A Turkish corruption scandal has lead to the arrests of dozens of high level officials and powerful private citizens, a routing of the Turkish stock market, and calls for Prime Minister Recep Tayyip Erdogan to step down — still, to outsiders, the details of what “corruption” went on have been mostly a mystery.
We’re catching up to bits and pieces of the scandal, though.
Yesterday, Foreign Policy published a story breaking down one fascinating part — a “gas for gold” scheme with Iran.
Allegedly, officials at the upper-echelons of the Turkish government found a loophole in U.S. sanctions against Iran that allowed them to get what they wanted — Iranian oil/gas.
The transaction was carried out through Turkish state-owned bank, Halkbank. Last week, the bank’s CEO was arrested, and the stock is down 32% for the year (FYI).
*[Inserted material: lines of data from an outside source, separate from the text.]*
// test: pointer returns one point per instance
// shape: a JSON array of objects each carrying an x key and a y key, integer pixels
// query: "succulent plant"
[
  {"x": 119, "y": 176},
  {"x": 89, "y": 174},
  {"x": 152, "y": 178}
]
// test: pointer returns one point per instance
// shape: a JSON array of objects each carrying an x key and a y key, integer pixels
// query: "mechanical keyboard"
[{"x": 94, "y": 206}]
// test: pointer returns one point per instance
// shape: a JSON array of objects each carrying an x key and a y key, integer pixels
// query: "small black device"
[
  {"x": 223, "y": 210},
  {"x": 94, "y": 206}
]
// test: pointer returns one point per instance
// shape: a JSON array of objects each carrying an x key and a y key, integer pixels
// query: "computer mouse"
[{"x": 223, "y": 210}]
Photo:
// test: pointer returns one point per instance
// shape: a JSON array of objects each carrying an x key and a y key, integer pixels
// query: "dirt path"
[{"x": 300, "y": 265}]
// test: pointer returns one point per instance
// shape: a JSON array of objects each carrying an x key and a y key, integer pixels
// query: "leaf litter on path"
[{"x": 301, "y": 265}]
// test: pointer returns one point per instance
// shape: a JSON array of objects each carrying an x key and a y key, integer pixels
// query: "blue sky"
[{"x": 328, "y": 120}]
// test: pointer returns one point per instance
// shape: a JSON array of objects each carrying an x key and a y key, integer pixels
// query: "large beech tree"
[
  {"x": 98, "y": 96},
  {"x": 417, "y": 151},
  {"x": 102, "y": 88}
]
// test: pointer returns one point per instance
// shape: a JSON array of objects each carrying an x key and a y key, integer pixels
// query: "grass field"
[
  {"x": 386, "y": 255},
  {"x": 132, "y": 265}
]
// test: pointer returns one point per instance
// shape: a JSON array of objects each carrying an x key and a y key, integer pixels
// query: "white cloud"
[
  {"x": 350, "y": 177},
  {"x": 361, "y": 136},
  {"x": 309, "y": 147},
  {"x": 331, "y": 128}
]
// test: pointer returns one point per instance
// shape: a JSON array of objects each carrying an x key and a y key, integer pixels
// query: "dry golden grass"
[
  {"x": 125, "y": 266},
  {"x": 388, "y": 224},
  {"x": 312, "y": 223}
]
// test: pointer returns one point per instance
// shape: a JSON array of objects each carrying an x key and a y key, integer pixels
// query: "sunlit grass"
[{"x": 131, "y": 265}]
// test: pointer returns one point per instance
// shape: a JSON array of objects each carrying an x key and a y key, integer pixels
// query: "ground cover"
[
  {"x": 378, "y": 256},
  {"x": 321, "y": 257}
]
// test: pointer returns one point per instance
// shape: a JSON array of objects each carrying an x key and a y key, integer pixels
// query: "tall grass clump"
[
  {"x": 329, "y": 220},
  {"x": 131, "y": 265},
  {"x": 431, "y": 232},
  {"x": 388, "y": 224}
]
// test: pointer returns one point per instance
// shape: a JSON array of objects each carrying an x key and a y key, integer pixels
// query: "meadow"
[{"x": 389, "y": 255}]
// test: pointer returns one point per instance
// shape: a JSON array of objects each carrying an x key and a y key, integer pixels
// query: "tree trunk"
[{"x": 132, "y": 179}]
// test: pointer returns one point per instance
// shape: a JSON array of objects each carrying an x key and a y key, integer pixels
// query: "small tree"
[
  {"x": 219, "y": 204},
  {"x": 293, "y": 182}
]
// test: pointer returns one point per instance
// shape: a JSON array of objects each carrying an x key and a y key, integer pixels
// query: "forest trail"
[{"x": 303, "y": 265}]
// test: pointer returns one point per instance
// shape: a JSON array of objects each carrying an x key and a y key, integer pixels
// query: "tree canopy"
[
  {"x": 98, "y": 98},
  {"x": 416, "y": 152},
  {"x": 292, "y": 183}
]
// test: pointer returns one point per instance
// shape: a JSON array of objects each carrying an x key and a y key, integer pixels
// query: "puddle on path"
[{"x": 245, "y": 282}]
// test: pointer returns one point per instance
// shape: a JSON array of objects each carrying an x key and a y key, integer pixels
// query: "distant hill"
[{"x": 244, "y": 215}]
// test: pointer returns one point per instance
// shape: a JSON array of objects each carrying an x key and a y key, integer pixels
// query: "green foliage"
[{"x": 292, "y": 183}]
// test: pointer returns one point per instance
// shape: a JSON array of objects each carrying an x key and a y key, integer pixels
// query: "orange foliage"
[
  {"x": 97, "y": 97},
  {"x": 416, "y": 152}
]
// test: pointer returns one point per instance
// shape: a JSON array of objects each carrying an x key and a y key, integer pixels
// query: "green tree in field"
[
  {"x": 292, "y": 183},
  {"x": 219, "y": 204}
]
Here’s how it worked, from FP:
Research conducted in May 2013 by the Foundation for Defence of Democracies and Roubini Global Economics revealed the bank exploited a “golden loophole” in the U.S.-led financial sanctions regime designed to curb Iran’s nuclear ambitions. Here’s how it worked: The Turks exported some $US13 billion of gold to Tehran directly, or through the UAE, between March 2012 and July 2013. In return, the Turks received Iranian natural gas and oil. But because sanctions prevented Iran from getting paid in dollars or euros, the Turks allowed Tehran to buy gold with their Turkish lira — and that gold found its way back to Iranian coffers.
Easy. Iran got more gold. Turkey could say it was sending cash to private citizens, thus not violating sanctions.
It was all good until January 2013, when the Obama administration decided to close this “golden loophole”.
Instead of immediately charging Halkbank, though, the U.S. government essentially allowed its gold trading activities to continue until July 2013, says FP.
There are a couple reasons why the U.S. took this tack — Turkey is an important ally when it comes to Syrian policy. Plus, as we know now, the U.S. has been working out a nuclear deal with Iran.
Either way, now Turkish protesters are in the streets again. “Gas for gold” is just one part of this scandal, and unlike last summer though, their government is in no way united — notably, there are reports of a schism between Erdogan’s supporters and the allies of a powerful exiled cleric, Fetullah Gulen.
On top of that, Erdogan will have an extra hard time putting his foot down as his family is getting embroiled in the fiasco.
Since he’s held power since 2002, there will be some rough internal jockeying to see who takes power in his party, the AKP.